Nvidia (NVDA) has reportedly cut an unprecedented deal with the Trump administration to save its China business that would entail sharing as much as $3 billion in revenue with the US government for the current fiscal year to resume sales of its H20 chips.
Multiple media outlets have confirmed with unnamed sources that leading AI chipmaker Nvidia and rival Advanced Micro Devices (AMD) cut deals with President Trump to fork over 15% of their revenues from China in exchange for export licenses, following an initial report of the news from the Financial Times. Trade policy experts cited by the Washington Post said the deals amounted to blackmail and violated the US Constitution’s ban on export taxes.
Nvidia did not confirm its new arrangement with the Trump administration but a spokesperson told Yahoo Finance: “We follow rules the U.S. government sets for our participation in worldwide markets. While we haven’t shipped H20 to China for months, we hope export control rules will let America compete in China and worldwide.”
Nvidia stock fell fractionally Monday while AMD shares pared initial losses to trade flat.
China is one of Nvidia’s most important markets, accounting for 13% of the company’s revenue in its prior fiscal year. Nvidia has repeatedly introduced new, lower-power chips to sell to China in the face of tightening US export controls, as the government has cited national security concerns. The chipmaker began sales of its H20 chips — graphics processing units based on its prior-generation Hopper architecture — in 2024.
Nvidia got hit with a surprise ban on exports of its H20 chips to China by the Trump administration in April, costing the company billions in lost sales and sending the stock spiraling.
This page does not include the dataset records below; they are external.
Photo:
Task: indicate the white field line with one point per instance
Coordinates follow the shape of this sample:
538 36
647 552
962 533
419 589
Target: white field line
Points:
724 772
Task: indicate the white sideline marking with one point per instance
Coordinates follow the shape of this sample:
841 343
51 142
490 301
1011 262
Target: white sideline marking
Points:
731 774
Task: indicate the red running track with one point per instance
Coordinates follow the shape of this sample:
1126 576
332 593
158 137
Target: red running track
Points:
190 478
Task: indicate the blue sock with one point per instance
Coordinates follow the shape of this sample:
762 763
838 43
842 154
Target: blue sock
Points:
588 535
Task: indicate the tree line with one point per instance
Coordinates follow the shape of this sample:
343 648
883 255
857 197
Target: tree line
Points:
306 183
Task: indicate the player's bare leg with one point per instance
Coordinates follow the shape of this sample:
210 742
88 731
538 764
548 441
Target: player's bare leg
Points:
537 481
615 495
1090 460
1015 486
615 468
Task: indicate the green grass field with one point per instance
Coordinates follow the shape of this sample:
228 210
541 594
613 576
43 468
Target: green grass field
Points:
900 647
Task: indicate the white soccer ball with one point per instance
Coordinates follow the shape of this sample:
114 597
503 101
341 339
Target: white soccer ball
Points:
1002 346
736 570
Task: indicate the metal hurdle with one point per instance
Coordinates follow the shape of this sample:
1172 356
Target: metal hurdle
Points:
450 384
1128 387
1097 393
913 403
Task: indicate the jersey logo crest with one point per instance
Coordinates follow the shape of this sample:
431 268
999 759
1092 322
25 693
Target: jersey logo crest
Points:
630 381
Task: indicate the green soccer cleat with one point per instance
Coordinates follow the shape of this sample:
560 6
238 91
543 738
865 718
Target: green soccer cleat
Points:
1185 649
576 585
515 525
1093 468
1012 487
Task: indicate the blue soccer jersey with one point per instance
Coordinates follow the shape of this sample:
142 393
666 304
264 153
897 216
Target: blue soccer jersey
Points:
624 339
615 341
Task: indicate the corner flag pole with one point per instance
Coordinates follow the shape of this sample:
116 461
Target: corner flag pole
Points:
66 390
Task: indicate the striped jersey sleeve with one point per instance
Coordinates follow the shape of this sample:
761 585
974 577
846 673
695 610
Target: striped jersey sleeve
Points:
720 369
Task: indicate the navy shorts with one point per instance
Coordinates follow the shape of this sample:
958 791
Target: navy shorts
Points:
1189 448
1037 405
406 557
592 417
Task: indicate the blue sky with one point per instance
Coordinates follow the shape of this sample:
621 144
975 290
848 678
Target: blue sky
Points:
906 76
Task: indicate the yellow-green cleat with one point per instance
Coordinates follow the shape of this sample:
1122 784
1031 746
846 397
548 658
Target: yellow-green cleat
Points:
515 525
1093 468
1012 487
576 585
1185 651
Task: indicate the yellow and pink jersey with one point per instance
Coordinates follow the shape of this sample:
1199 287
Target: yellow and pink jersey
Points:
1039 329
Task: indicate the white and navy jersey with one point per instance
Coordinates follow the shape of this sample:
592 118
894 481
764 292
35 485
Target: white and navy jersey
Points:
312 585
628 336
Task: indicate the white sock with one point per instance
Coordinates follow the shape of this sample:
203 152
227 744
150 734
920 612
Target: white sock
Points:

The ban was later reversed in July, drawing national security concerns from lawmakers worried over China’s development of AI.
Wall Street analysts projected that Nvidia would recoup $15 billion in lost sales in the second half of the year after the ban was lifted to hit about $20 billion in revenue from China for its fiscal year 2026, which ends next January — meaning the US government could get $3 billion from its deal with the company.
Bernstein analyst Stacy Rasgon said Nvidia making some revenue from China is better than none: “At the end of the day we believe it is better to allow NVIDIA (and AMD) to sell AI into China, as failure to do so effectively hands the Chinese AI market over to Huawei, and encourages the coalescence of Chinese developers around Huawei’s architecture and ecosystem (undesirable).”
Huawei is the Chinese tech giant developing chips to rival Nvidia’s H20 ones. Nvidia has argued that export controls leave room for Chinese rivals to advance.
Rasgon noted that it’s unclear whether Nvidia’s new revenue sharing agreement with the US covers only its H20 chips or if it also covers its new chips based on its latest Blackwell architecture designed for the Chinese market unveiled in July. Nvidia expects China to transition to buying Blackwell-based products Nvidia is developing to comply with export controls, Rasgon said.
Still, DA Davidson analyst Gil Luria said the new deal could end up “encouraging China to move away from buying its chips from American companies and focusing more on domestic suppliers such as Huawei,” because the Chinese government wouldn’t want companies effectively handing over money to the US government.